Credits Roll on Tax Loopholes for Movie Stars

Tax authorities are closing the loopholes that have allowed film and TV stars to minimize their tax payments after a furor over A-lister Fan Bingbing’s finances brought shady practices into the limelight.
Several regions that have played host to stars’ film and TV production studios are tightening their accounting standards and have stopped offering tax incentives that have allowed major celebrities to hand over less than 3% of their earnings to the taxman, according to sources close to the State Administration of Taxation (SAT).
Industry insiders say it has become common practice for stars to set up their own individual studios through which they sign contracts with major production studios to work on films or TV series. Several regions offer major tax breaks to stars in order to host such studios and earn some extra income. The desert city of Khorgos, which hosts 85,000 people as well as 1,500 films studios near the remote border with Kazakhstan, is a notorious example, along with the more accessible eastern cities of Wuxi in Jiangsu province and Dongyang in Zhejiang province.
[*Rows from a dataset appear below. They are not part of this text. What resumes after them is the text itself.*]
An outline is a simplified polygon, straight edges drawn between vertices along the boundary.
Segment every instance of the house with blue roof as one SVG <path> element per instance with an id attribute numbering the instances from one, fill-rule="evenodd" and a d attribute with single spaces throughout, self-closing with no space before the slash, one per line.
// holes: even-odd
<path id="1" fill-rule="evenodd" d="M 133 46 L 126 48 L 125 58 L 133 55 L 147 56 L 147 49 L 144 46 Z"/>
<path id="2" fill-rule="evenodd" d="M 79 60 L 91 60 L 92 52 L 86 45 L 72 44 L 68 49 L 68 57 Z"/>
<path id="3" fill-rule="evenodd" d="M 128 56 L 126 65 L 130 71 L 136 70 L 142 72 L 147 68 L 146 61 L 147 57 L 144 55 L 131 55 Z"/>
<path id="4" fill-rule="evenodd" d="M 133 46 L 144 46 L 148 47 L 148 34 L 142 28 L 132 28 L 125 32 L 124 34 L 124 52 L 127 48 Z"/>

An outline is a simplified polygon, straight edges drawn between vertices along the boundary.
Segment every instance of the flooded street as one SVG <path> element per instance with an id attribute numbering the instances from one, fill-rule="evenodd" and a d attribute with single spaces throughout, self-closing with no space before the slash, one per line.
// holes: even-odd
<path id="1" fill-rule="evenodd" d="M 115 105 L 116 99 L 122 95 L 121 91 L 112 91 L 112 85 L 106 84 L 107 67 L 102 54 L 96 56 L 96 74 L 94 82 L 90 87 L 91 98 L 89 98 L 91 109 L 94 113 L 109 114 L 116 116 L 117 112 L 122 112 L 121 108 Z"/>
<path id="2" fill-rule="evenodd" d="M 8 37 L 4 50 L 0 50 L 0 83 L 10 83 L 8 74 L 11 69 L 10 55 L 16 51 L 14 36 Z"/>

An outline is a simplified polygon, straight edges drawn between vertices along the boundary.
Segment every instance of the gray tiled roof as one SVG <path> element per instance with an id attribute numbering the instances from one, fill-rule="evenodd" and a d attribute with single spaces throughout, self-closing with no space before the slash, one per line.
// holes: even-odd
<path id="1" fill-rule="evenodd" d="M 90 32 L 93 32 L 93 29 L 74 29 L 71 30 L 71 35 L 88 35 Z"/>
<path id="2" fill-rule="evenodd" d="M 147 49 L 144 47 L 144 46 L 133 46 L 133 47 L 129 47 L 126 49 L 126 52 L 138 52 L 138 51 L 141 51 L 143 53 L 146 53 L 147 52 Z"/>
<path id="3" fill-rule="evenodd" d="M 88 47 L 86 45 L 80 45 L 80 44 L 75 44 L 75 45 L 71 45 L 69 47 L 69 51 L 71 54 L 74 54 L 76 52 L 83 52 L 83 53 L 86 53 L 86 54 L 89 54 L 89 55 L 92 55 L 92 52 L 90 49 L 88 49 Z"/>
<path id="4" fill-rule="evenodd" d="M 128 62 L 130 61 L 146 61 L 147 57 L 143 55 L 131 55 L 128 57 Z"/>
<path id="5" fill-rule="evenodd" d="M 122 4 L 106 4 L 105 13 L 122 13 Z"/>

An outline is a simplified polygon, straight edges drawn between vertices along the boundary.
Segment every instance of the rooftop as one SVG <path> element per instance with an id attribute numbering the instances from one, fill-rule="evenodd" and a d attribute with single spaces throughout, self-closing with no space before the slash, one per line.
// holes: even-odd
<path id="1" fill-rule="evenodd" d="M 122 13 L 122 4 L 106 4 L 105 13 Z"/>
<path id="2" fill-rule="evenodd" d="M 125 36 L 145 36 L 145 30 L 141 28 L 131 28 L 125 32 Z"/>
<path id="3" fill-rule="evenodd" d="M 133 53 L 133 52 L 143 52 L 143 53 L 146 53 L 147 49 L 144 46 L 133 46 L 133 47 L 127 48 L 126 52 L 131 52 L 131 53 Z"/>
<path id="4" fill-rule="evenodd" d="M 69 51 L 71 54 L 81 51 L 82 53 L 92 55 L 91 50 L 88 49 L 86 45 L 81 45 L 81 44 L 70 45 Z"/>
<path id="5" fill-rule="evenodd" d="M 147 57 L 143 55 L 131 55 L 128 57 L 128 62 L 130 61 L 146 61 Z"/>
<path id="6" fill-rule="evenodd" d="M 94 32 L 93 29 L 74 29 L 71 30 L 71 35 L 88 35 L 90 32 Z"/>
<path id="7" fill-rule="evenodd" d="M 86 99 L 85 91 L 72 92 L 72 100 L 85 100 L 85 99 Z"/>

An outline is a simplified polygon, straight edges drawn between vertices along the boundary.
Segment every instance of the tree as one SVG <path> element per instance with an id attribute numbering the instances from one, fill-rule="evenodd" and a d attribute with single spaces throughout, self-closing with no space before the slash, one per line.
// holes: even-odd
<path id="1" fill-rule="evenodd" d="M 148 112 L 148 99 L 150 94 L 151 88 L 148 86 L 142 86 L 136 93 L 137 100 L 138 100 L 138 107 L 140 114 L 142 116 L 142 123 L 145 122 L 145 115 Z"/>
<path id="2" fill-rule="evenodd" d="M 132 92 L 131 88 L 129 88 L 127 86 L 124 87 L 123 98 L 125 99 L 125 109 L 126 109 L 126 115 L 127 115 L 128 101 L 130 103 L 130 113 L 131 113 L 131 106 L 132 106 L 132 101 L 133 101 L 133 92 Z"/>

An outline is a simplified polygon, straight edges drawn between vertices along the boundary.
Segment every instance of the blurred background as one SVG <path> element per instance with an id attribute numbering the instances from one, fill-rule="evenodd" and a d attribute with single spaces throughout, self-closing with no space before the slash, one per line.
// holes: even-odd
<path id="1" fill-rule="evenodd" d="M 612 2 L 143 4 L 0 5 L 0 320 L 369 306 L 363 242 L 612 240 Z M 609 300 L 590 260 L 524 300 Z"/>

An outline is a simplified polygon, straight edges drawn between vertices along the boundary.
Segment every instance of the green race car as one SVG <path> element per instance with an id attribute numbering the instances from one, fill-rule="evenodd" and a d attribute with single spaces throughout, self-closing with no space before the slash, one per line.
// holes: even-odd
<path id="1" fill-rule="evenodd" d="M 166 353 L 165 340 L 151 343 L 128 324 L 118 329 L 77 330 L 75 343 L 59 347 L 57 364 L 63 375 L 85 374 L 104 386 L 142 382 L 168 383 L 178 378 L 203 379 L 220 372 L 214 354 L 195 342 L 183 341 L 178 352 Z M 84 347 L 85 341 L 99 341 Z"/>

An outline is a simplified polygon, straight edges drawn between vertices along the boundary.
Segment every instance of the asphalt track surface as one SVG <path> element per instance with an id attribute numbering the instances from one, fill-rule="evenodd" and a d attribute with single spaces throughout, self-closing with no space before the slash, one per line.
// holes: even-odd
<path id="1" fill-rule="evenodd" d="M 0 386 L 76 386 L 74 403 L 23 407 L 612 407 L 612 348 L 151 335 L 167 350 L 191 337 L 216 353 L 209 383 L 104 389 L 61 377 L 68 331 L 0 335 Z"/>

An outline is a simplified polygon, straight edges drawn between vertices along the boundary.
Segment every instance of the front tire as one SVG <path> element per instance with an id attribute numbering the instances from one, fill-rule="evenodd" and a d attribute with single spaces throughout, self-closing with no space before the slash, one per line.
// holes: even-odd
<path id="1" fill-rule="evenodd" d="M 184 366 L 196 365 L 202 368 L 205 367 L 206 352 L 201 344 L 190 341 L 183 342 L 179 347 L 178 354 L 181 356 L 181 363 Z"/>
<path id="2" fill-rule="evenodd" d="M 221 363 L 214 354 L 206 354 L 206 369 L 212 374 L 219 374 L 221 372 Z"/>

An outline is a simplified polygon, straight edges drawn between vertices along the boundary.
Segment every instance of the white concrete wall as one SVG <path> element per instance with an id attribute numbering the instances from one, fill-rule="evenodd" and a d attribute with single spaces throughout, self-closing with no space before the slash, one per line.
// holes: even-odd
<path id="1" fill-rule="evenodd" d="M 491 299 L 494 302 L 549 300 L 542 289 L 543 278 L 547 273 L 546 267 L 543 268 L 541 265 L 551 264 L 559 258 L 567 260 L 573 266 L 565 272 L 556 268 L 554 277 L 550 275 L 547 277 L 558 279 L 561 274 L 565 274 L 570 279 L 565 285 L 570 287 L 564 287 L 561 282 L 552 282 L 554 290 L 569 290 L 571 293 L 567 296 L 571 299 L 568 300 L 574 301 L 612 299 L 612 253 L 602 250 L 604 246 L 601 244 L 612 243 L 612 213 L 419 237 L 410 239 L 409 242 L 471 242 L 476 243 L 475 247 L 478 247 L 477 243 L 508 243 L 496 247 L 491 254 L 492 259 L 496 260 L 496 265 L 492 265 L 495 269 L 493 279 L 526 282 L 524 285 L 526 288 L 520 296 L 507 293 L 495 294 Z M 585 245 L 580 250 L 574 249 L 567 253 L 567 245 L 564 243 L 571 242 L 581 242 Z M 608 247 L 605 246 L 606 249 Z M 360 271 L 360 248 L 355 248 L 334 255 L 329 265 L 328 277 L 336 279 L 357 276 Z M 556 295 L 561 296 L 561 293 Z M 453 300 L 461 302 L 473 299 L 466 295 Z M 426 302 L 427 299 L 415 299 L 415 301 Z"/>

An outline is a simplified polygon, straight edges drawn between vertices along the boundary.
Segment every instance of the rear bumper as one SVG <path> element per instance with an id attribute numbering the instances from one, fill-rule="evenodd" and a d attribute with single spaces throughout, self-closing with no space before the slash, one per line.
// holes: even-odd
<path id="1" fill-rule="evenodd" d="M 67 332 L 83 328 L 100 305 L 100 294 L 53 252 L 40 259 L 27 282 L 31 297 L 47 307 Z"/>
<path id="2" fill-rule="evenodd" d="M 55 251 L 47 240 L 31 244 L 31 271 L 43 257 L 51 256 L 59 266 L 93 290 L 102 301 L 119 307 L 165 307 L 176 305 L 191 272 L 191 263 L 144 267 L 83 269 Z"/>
In theory, stars with individual studios should be paying personal income tax on their film and TV earnings at a rate of 35% on earnings above 100,000 yuan ($14,600). In practice, however, some regions take a lax approach to auditing individual studios’ books and will accept a fixed levy often set under 3% of the studio’s income. This means that some studios are paying less tax on their earnings than a worker whose salary falls in China’s lowest tax bracket.
The curtain looks to be falling on the low-tax days. In May, prominent TV host Cui Yongyuan published documents on social media that allegedly showed Fan Binbing, China’s equivalent of Angelina Jolie, had made 50 million yuan more than her stated income partly through the use of a contract through her individual studio. An outcry ensued on social media, and in June state news outlet Xinhua reported that SAT was investigating whether such practices constitute tax evasion and took a swipe at celebrity culture in general for “misleading the youth into blindly chasing after stars.”
Local governments are increasingly abandoning their preferential tax rates for individual studios, the SAT sources said. Instead, they are tightening their accounting practices and making individual studios pay the full personal corporate tax that they are due. According to one lawyer, Shanghai is going even further. From August, city authorities will not accept the registration of any individual studio that includes the word “film” in the application.
The SAT investigation into individual studios is one reason for the clampdown. Another is the merging of the national and local tax systems, forcing local governments to further clean up their tax policies, which makes it more difficult to implement tax incentives.